OK, here are a few more quilt photos. In order they are:
Six blocks of the sock monkey quilt.
The Community Quilt, which will be won in a raffle at 4 p.m. on Sunday of Strawberry Festival. Standing in front of the quilt are Catholine Tribble, on the left in the quilted vest, and Annie Miksch, on the right. Annie is also a gifted quilter, but none of her stuff was on display because she gives it all away. If you know Annie, you know that makes perfect sense. Annie does not do good; Annie does EXCELLENT. It's just who she is.
Next, a detail of the quilt that had the gingko-leaf shaped quilting. If you look closely you can see it.
Then, a close up of a square from the crazy frog quilt. I'm not sure why frogs would be wearing clothes or be flying through the air with the clothes flying off, but there it is. The person who made it said she had the fabric for a long time before the design came together for her. I apologize for not getting her name. I apologize for not getting anyone's name – mea culpa. I was so dazzled by the quilts I did not note the names of the quilters. Sigh. I'll make a note of that for two years from now.
Finally, the photo I attached to yesterday's email alerting people to the new blog posting, the one with my friend Becky, my unrelated twin, down in the lower left hand corner.
In other news, it is raining steadily here today. It varies from light steady to torrential, but it's all rain, all the time. At the moment it is torrential.
Rick went to work for a few hours this morning, then came home and went to bed, which is where he is now.
Woke up to a note from our son JD in the tabletop diary:
May 5, '09
WOKE UP AROUND 1 AND JIVE WAS KNOCKING ON THE BACK DOOR, COMPLETELY DRENCHED AND THE COFFEE POT WAS ON ALL NIGHT. NOT COMPLAINING, JUST SOMETHING TO BE MORE AWARE OF FOR EVERYONE'S SAFETY, INCLUDING THE DOG.

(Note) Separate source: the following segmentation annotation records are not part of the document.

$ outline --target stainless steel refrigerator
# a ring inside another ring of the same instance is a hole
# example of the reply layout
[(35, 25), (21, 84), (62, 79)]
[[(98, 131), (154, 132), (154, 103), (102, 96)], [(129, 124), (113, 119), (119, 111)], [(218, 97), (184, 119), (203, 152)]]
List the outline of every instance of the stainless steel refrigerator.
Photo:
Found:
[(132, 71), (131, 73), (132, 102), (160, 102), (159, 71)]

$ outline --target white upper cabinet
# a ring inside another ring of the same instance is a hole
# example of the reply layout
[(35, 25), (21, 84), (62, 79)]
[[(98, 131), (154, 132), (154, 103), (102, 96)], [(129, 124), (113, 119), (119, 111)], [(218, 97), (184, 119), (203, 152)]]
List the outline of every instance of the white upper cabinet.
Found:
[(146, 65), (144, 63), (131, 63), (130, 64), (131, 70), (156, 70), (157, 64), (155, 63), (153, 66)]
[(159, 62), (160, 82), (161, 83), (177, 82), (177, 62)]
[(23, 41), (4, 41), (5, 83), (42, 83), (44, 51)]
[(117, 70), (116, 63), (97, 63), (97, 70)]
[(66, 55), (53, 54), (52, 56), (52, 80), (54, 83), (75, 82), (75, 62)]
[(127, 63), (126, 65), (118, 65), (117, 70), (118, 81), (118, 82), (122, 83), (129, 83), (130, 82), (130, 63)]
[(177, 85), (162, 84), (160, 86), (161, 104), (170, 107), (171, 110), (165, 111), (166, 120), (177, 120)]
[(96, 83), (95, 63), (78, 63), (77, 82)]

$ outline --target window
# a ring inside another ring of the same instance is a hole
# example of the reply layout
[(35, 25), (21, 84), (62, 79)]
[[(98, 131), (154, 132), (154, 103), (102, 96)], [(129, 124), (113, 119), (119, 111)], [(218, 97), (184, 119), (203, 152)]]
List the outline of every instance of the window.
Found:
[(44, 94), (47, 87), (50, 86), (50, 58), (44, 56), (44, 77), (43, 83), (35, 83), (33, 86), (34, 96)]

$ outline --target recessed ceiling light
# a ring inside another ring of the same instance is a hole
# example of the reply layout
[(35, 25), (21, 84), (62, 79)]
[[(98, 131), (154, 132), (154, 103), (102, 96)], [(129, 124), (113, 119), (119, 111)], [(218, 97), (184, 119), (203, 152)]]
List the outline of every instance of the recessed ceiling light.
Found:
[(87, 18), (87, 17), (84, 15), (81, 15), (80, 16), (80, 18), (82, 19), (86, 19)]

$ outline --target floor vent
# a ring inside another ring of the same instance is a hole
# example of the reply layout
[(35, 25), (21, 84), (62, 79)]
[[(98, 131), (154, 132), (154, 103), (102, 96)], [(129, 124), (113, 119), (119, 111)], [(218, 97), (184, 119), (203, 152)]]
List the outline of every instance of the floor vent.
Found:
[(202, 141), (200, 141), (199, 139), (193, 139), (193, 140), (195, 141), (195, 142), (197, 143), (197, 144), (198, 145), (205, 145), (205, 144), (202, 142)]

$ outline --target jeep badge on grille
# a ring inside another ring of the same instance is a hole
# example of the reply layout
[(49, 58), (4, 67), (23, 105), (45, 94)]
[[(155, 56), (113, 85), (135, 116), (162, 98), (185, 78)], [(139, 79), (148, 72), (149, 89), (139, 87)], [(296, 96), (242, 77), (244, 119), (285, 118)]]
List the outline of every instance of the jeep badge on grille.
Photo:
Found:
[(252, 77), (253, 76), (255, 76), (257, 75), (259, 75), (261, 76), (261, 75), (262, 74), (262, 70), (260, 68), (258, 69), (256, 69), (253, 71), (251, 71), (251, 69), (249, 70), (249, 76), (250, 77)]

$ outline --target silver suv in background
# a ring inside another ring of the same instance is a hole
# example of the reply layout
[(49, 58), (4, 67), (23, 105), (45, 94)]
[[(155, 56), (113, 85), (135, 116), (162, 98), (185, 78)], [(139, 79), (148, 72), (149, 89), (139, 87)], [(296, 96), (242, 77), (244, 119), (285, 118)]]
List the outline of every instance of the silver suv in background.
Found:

Rick and I took notice. Rick said, “Well, he was the safety officer at his last job.” I said, “It's amazing to me that the kid who gave us the most grief is now the one who tells us how to behave.” My friend Becky told me for years that JD would end up being a bank president, or something like that. At this point I really see what she was talking about.

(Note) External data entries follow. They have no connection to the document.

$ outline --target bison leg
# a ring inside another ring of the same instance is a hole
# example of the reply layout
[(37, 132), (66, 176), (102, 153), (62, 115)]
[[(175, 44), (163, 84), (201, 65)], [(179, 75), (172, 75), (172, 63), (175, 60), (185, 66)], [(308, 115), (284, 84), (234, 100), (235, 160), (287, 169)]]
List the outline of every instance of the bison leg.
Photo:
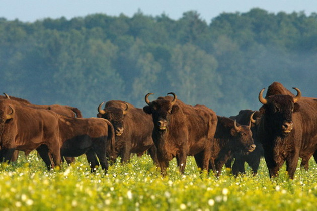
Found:
[(286, 160), (286, 171), (291, 179), (294, 179), (294, 175), (298, 162), (298, 156), (295, 155)]
[(36, 151), (40, 155), (41, 158), (43, 161), (46, 164), (47, 169), (49, 171), (51, 168), (53, 167), (53, 165), (52, 163), (52, 159), (49, 155), (48, 148), (47, 146), (45, 145), (42, 145), (36, 148)]
[(245, 161), (241, 157), (237, 157), (232, 165), (232, 174), (237, 176), (239, 173), (245, 174)]
[[(250, 157), (249, 158), (250, 158)], [(247, 163), (252, 169), (254, 176), (256, 175), (258, 173), (258, 169), (259, 169), (260, 160), (261, 156), (260, 155), (257, 155), (256, 156), (253, 156), (251, 159), (247, 160)]]
[[(105, 173), (106, 173), (108, 171), (109, 165), (108, 164), (108, 160), (107, 160), (106, 147), (101, 148), (103, 149), (100, 148), (98, 148), (97, 150), (95, 149), (95, 152), (100, 162), (101, 168), (105, 171)], [(103, 149), (104, 149), (104, 150), (103, 150)]]
[(179, 168), (180, 172), (184, 174), (185, 172), (185, 168), (186, 166), (186, 159), (187, 156), (183, 152), (181, 152), (177, 156), (176, 156), (176, 160), (177, 161), (177, 166)]
[(157, 159), (157, 154), (156, 153), (156, 147), (155, 145), (153, 145), (149, 149), (148, 153), (152, 158), (152, 160), (154, 163), (157, 165), (158, 164), (158, 160)]
[(90, 166), (91, 171), (94, 172), (99, 166), (99, 162), (96, 156), (96, 154), (93, 150), (90, 150), (86, 152), (85, 153), (87, 161)]
[(9, 163), (11, 160), (12, 154), (15, 150), (15, 148), (4, 149), (1, 150), (1, 152), (0, 153), (0, 162), (7, 162)]
[(15, 150), (12, 156), (11, 156), (11, 159), (10, 162), (16, 162), (18, 160), (19, 157), (19, 150)]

The dog – well, he always wants to go out when I get up to go to bed, and he did that last night, and when I went to the door to whistle him in a few minutes later, he didn't come. As Rick says, you don't feel like standing there whistling, clapping, and calling for 15 minutes in the pouring rain in the middle of the night. I thought, oh well, I'm going to bed, I'll hear him when he scratches on the door. Instead I went to sleep and did not hear him.
It was nasty out there last night. I could tell because there is a dog a few houses up the hill who starts barking every time I whistle for our dog, or call him, or toss a ball, or walk out the back door, or sneeze. I whistled and called for quite a while and all was silence. So even the neighborhood sentry couldn't be bothered to come out and do his stuff. I can't imagine where Jive was that he didn't come into the nice warm dry house. And he ain't talking.
I am re-reading a good book: The Daughter of Time, by Josephine Tey. It was originally published in 1951, the year before Tey died at the age of 55 or 56 – her birth year is listed as “1896 or 97.” If you have read her books you understand why her readers mourn her early passing and the loss of her potential for writing more books. Here is a list of her published novels: Brat Farrar; The Daughter of Time; The Franchise Affair; The Man in the Queue; Miss Pym Disposes; A Shilling for Candles; The Singing Sands; To Love and Be Wise.
They are considered mysteries, but more than mysteries. I am not sure if I've read them all; I'm thinking as I start this one again that maybe I'll just read all of Josephine Tey again. I will not betray here a word of plot; I merely invite you to read, or re-read, Josephine Tey, and if she strikes your fancy, you are in for some good reading.